Chamber of Chills Volume Three
Chamber of Chills Volume Four
PS Artbooks, $48 each, color
Writers and artists: Various
Collecting Chamber of Chills #14-26 (Nov 52-Dec 54)
Of all the pre-code horror books being collected these days, the Harvey books are probably the most horrible, in a couple senses of the word.
The EC stories, as we all know, were very tightly written with a strong twist ending. The ACG stories put the emphasis on adventure, and weren't very scary at all. The Timely stories were generally written or edited by Stan Lee, so they were at least passably professional, and occasionally funny, but rarely scary. DC's horror books were so mild they probably could have passed the Comics Code even before it was written.
But the Harvey books we've seen so far are all over the place in quality, pacing, bad taste, everything. Truly bad things happen, often to good people, but sometimes to people who deserve it, too. Sometimes the protagonist is killed a little too early, and then you'll have a page or two of exposition (when it should be the other way around). Sometimes the twist ending has so little build-up that it seems like it belongs to some other story -- you have to flip back a few pages to make sure you didn't skip any.
Which makes these books, I have to admit, fun in the sense that you have no idea what's going to happen in the next story, or even on the next page, because the creators didn't seem to. It's all seems to be written on the fly by drunks or children or the mentally challenged, so it's not really good so much as its unpredictable. And, honestly, that's pretty entertaining, if only for the WTF factor.
Which probably wouldn't work if the art sucked, and fortunately for us, it doesn't. Harvey, like most of early 1950s publishing houses, had a regular gang of artists who could be relied on to show up in almost any issue, some of them very good. For example, Lee Elias does most of the covers. And Howard Nostrand is a regular, whose artwork went from being influenced by Jack Davis in his early work to being almost a clone of Jack Davis in these two books, and it's attractive work. Bob Powell shows up occasionally, and since he both writes and draws, his every submission is borderline classic -- and stories like "Happy Anniversary" cross that line into timeless.

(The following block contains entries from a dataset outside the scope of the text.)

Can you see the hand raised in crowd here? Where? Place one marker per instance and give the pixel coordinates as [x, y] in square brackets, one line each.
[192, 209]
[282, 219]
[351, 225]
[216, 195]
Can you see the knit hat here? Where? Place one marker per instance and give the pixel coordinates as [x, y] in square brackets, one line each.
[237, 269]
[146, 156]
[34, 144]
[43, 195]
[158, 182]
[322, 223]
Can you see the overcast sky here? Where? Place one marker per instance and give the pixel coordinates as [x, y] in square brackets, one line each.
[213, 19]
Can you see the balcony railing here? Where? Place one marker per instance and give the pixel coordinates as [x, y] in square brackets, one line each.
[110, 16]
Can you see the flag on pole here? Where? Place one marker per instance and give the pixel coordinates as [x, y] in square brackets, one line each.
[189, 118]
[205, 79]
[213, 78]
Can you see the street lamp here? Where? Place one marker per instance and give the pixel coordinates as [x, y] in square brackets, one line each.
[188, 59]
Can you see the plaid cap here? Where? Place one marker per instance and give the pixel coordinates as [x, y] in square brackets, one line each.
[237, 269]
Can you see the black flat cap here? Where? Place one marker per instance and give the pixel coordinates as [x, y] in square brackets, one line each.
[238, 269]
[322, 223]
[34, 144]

Of course, not all the Harvey artists are of that caliber. Al Avison, Joe Certa and Don Perlin show up, and nobody would consider them top tier, despite work on familiar titles like Captain America Comics, House of Mystery and Defenders, respectively. Some of the regulars I know very little about, such as Vic Donahue, Moe Marcus, Rudy Palais, Manny Stallman -- nor am I inclined to research much, as they are merely mediocre.
Also, PS includes the original advertising, and some of it is really entertaining. For example, I'd like to meet the advertiser who thought the (mostly male) kids reading comic books in the early 1950s were really interested in buying bras, girdles, evening dresses and other women's clothing. And apparently there was an epidemic of skinniness, because there's at least three companies (including the famous Charles Atlas ads) fighting to help kids beef up. That, and all the cheap tricks and lousy toys make for some fun reading.

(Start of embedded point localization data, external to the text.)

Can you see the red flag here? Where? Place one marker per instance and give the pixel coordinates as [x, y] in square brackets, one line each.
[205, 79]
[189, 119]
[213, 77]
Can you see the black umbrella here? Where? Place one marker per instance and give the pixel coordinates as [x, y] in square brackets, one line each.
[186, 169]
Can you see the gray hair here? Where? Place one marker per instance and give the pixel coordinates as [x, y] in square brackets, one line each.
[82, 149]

Unfortunately, this is the end of the Chamber of Chills run. But PS hasn't finished its other Harvey books, like Black Cat Mystery and Witches' Tales, so there's more of this material to come. And I, for one, will be standing by with my wallet.
Everybody knows DC and Marvel superheroes, and everybody knows EC horror. The cool thing about “The Golden Age of Reprints” is that we can now all acquaint ourselves (should we so desire) with what the other guys were doing. Like you, I’m sorry to see Chamber of Chills come to an end, but I’m really looking forward to the complete run of Dick Briefer’s Frankenstein, coming soon from PS Artbooks. (IIRC, I enjoyed the Craig Yoe collection more than you did.) I do like the Al Avison/Syd Shores team on GA Captain America Comics, though (more than I do the art of Simon/Kirby to tell you the truth), although I admit I can’t pick who did what. Perhaps you meant Avison’s work on Chamber of Chills wasn’t up to that on Captain America…? No matter. It’s a minor point. YMMV, and all that.